Monday, Aug. 14, 1944

Under the Emperor's Nose

Admiral Shigetaro Shimada, the chubby, cherry-lipped little man who had steered Japan's Navy through its worst defeats, was sacked again. Already out of the Cabinet (Navy Minister), he was dropped from his No. 2 job: Chief of Naval Staff. His successor: Admiral Koshiro Oikawa, wealthy aristocrat and former mentor of the Emperor (1915-22).

The meaning of all this, so far as outsiders could divine, was that the new Jap Cabinet and new Supreme War Council had thrown ex-Premier Tojo's China-first policy out the window. With high hopes for Oikawa as a brilliant strategist, they were preparing to meet the U.S. threat from east and south.

Strike One on Oikawa. Before Oikawa, who self-consciously calls war an art, had time to prove his artistry, the U.S. Pacific Fleet had humiliated him even more than his predecessors had been. A fast carrier task force bored into the Bonin Islands--closer to Tokyo than ever before--destroyed a Jap convoy and plastered Empire military and naval works less than 600 miles from Imperial Headquarters.

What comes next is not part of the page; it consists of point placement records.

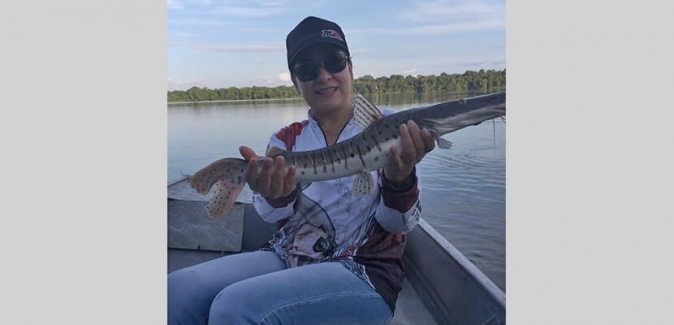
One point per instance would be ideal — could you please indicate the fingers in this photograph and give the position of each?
(267, 176)
(429, 141)
(247, 153)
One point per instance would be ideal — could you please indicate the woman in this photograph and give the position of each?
(336, 257)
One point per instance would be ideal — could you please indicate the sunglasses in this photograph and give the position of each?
(308, 70)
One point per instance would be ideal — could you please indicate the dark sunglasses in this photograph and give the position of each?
(332, 63)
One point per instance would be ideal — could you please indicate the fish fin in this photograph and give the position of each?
(442, 143)
(224, 196)
(274, 151)
(227, 177)
(363, 184)
(364, 112)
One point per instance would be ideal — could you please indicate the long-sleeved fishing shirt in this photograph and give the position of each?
(325, 221)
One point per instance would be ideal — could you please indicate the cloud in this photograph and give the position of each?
(175, 4)
(196, 21)
(247, 12)
(438, 29)
(285, 77)
(443, 10)
(187, 35)
(412, 72)
(234, 48)
(184, 84)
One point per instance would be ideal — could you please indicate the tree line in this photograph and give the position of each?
(470, 81)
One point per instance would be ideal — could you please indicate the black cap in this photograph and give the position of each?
(314, 30)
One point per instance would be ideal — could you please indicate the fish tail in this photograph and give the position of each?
(227, 179)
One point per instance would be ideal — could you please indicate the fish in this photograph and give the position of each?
(358, 155)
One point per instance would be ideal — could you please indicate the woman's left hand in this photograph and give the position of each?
(416, 143)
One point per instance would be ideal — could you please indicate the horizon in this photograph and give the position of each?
(222, 44)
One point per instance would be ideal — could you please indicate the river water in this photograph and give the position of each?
(463, 189)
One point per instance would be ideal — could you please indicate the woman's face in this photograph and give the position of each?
(324, 91)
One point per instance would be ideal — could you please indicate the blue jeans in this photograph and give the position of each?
(257, 288)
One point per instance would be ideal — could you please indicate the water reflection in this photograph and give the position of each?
(463, 193)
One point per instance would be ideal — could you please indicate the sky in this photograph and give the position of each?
(241, 43)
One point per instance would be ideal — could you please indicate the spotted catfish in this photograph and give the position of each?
(358, 155)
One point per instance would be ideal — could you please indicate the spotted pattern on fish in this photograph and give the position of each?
(226, 175)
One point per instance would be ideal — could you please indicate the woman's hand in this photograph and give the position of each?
(272, 181)
(416, 143)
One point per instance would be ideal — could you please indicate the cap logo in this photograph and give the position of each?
(331, 33)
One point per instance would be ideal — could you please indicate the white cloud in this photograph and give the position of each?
(234, 48)
(184, 84)
(443, 10)
(196, 22)
(438, 29)
(175, 4)
(284, 76)
(412, 72)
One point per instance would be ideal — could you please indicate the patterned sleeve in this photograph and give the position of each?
(274, 210)
(400, 210)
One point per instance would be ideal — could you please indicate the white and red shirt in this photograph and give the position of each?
(325, 221)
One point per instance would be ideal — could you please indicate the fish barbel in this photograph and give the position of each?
(364, 152)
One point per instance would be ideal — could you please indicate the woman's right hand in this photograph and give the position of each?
(272, 181)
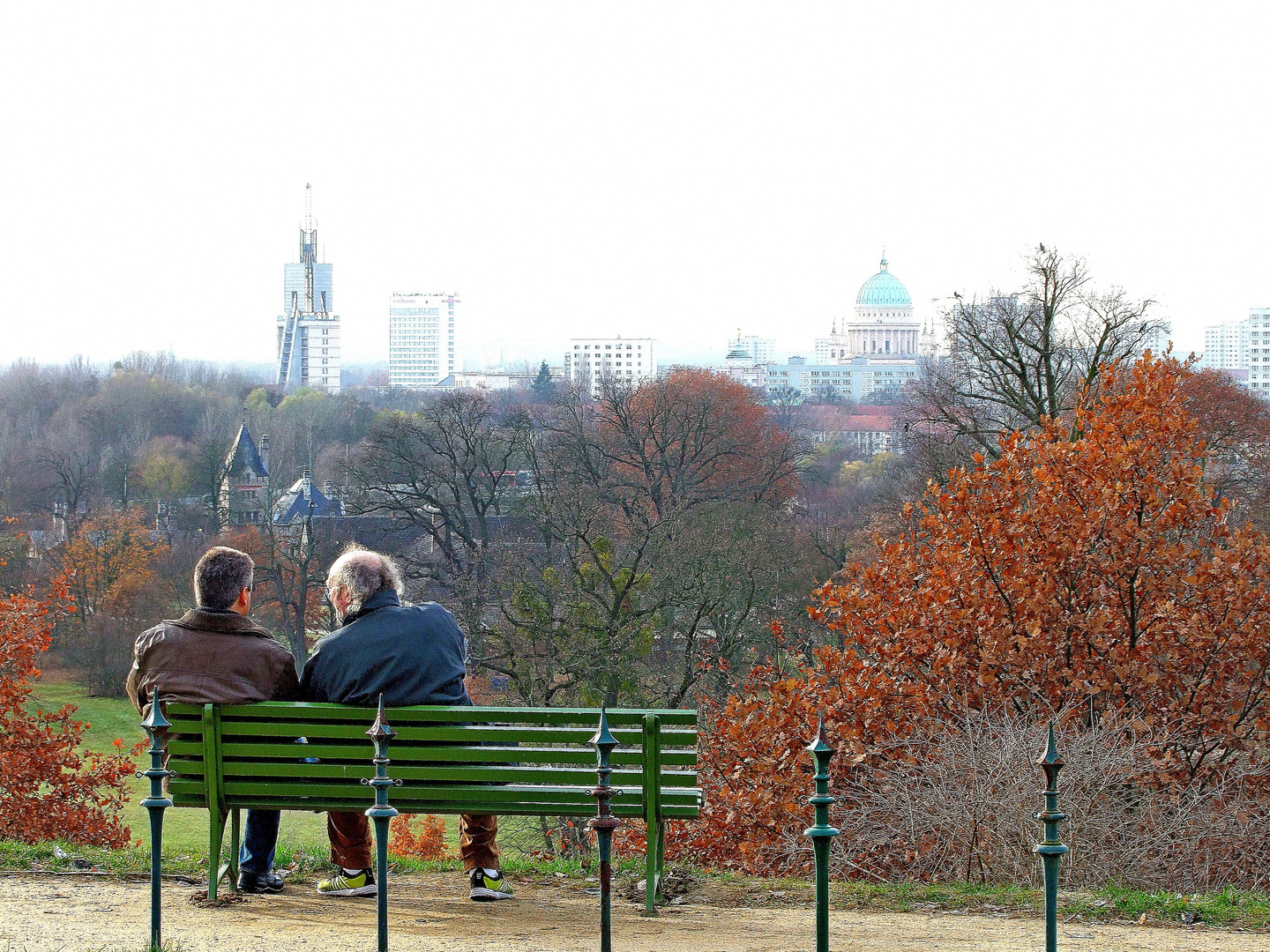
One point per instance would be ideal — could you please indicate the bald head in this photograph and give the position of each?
(357, 576)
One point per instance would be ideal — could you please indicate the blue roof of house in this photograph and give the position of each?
(244, 457)
(294, 504)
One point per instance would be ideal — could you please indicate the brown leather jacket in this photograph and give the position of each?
(219, 658)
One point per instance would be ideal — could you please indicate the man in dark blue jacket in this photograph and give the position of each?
(410, 655)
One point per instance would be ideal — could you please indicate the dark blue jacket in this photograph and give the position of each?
(415, 655)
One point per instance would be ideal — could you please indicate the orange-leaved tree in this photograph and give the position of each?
(1091, 570)
(49, 787)
(108, 564)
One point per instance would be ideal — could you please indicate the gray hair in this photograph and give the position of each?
(361, 573)
(220, 576)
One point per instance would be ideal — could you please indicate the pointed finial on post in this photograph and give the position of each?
(1052, 851)
(380, 730)
(155, 723)
(603, 739)
(603, 825)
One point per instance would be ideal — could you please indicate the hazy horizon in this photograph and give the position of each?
(673, 172)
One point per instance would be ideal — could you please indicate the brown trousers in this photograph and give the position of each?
(351, 841)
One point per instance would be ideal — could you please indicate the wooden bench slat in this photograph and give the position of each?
(403, 753)
(447, 733)
(319, 805)
(453, 792)
(311, 711)
(465, 773)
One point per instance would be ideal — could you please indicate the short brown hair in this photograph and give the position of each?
(220, 576)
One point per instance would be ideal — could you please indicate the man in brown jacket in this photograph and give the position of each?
(215, 654)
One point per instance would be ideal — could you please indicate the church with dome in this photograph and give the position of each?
(874, 352)
(882, 326)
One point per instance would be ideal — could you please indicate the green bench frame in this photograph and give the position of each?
(505, 761)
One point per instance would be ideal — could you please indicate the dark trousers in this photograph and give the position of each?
(351, 841)
(259, 841)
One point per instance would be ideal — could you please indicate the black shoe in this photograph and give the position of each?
(254, 882)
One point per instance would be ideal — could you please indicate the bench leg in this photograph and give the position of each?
(661, 859)
(235, 839)
(651, 873)
(213, 861)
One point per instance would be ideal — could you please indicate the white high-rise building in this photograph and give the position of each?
(1226, 346)
(1259, 351)
(422, 339)
(308, 331)
(591, 361)
(1159, 337)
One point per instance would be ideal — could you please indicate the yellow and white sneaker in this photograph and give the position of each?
(343, 883)
(489, 889)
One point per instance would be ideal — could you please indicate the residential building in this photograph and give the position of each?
(857, 377)
(1259, 351)
(422, 339)
(1226, 346)
(1159, 338)
(243, 490)
(868, 429)
(759, 349)
(470, 380)
(591, 361)
(308, 329)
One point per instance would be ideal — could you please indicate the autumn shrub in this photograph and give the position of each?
(49, 787)
(1090, 573)
(415, 837)
(961, 807)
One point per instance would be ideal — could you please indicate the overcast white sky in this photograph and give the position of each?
(673, 170)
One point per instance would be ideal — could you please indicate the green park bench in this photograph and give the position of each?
(504, 761)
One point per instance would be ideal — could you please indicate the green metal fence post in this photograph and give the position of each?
(156, 726)
(381, 814)
(820, 834)
(1050, 852)
(603, 825)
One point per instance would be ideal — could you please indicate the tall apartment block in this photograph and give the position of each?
(422, 339)
(1226, 346)
(1259, 351)
(1159, 337)
(591, 361)
(308, 331)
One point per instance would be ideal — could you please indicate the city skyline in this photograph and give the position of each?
(712, 193)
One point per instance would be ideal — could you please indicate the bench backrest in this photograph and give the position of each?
(450, 759)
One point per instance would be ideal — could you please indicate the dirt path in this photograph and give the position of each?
(433, 913)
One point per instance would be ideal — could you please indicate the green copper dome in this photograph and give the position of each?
(883, 290)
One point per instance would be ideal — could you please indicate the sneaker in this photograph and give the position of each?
(254, 882)
(362, 883)
(488, 889)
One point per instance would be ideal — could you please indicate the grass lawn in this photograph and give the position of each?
(184, 830)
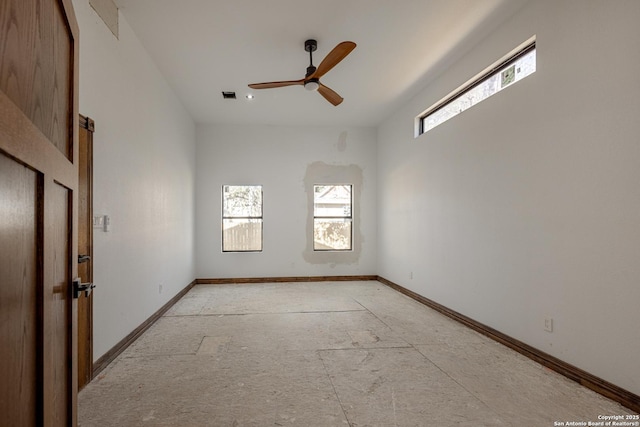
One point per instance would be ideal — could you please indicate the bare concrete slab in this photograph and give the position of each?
(324, 354)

Carriers stood off the Bonins to send off aircraft which swooped upon the big, heavily escorted convoy. They sank four cargo ships, three naval escort craft, four barges. Then, for the first time in the new island campaign, U.S. surface ships closed in for the kill with their guns. They sank a large destroyer, a cargo ship, other miscellaneous items of Oikawa's auxiliary navy.

Then the airmen struck again, sank one more escort vessel, two small craft, and fired a light cruiser, which they left burning satisfactorily. U.S. losses: 16 planes, 19 airmen.

Guess Which, Oikawa. On the Bonin strike, Jap shore establishments caught it, too. From Muko Jima, 580 miles from Tokyo, all the way down the 80-mile chain, cruisers and destroyers thoroughly and thoughtfully shelled every Jap base that looked worthwhile.

Admiral Oikawa could try to figure it out. Was this just a raid? Or did it mean that Americans were dropping their plan to take the Philippines in favor of a drive up through the Bonins? Or were they going to fight both ways at once?